# Some thoughts for our times



## Madman (Jan 5, 2008)

My cousin sent this to me the other day. I don't know yet if she composed it or if it is floating around the internet. But I found it inspirational.


Are there any mom and pop toy stores left? If so, let me know.
Something to think about-Jen

Christmas 2011 -- Birth of a New Tradition

As the holidays approach, the giant Asian factories are kicking into
high gear to provide Americans with monstrous piles of cheaply produced
goods -- Merchandise that has been produced at the expense of American labor.
This year will be different. This year Americans will give the gift of
genuine concern for other Americans. There is no longer an excuse that, at gift
giving time, nothing can be found that is produced by American hands.
Yes there is!

It's time to think outside the box, people. Who says a gift needs to
fit in a shirt box, wrapped in Chinese produced wrapping paper?
Everyone -- yes EVERYONE gets their hair cut. How about gift
certificates from your local American hair salon or barber?

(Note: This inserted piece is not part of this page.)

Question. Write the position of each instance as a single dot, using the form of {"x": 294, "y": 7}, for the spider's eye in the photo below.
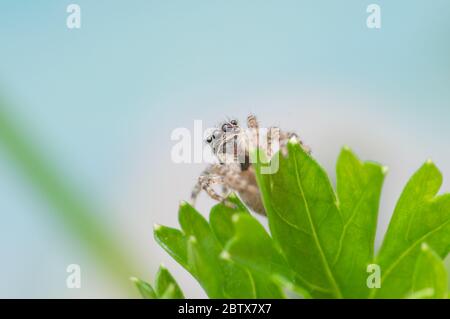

Gym membership? It's appropriate for all ages who are thinking about
some health improvement.

Who wouldn't appreciate getting their car detailed? Small, American
owned detail shops and car washes would love to sell you a gift certificate
or a book of gift certificates.

Are you one of those extravagant givers who think nothing of plonking
down the Benjamins on a Chinese made flat-screen? Perhaps that grateful gift
receiver would like his driveway sealed, or lawn mowed for the summer,
or driveway plowed all winter, or games at the local golf course.

There are a bazillion owner-run restaurants -- all offering gift
certificates. And, if your intended isn't the fancy eatery sort, what
about a half dozen breakfasts at the local breakfast joint. Remember, folks
this isn't about big National chains -- this is about supporting your home
town Americans with their financial lives on the line to keep their doors
open.

How many people couldn't use an oil change for their car, truck or
motorcycle, done at a shop run by the American working guy?

Thinking about a heartfelt gift for mom? Mom would LOVE the services of
a local cleaning lady for a day.

My computer could use a tune-up, and I KNOW I can find some young guy
who is struggling to get his repair business up and running.

OK, you were looking for something more personal. Local crafts people
spin their own wool and knit them into scarves. They make jewelry, and
pottery and beautiful wooden boxes.

Plan your holiday outings at local, owner operated restaurants and leave
your server a nice tip. And, how about going out to see a play or
ballet at your hometown theatre.

Musicians need love too, so find a venue showcasing local bands.

Honestly, people, do you REALLY need to buy another ten thousand Chinese
lights for the house? When you buy a five dollar string of light, about
fifty cents stays in the community. If you have those kinds of bucks to
burn, leave the mailman, trash guy or babysitter a nice BIG tip.

You see, Christmas is no longer about draining American pockets so that
China can build another glittering city. Christmas is now about caring
about US, encouraging American small bus


----------



## Tom Parkins (Jan 2, 2008)

Neat idea. Except there is probably a whole bunch of guys reading this who want some trains made in China for Christmas.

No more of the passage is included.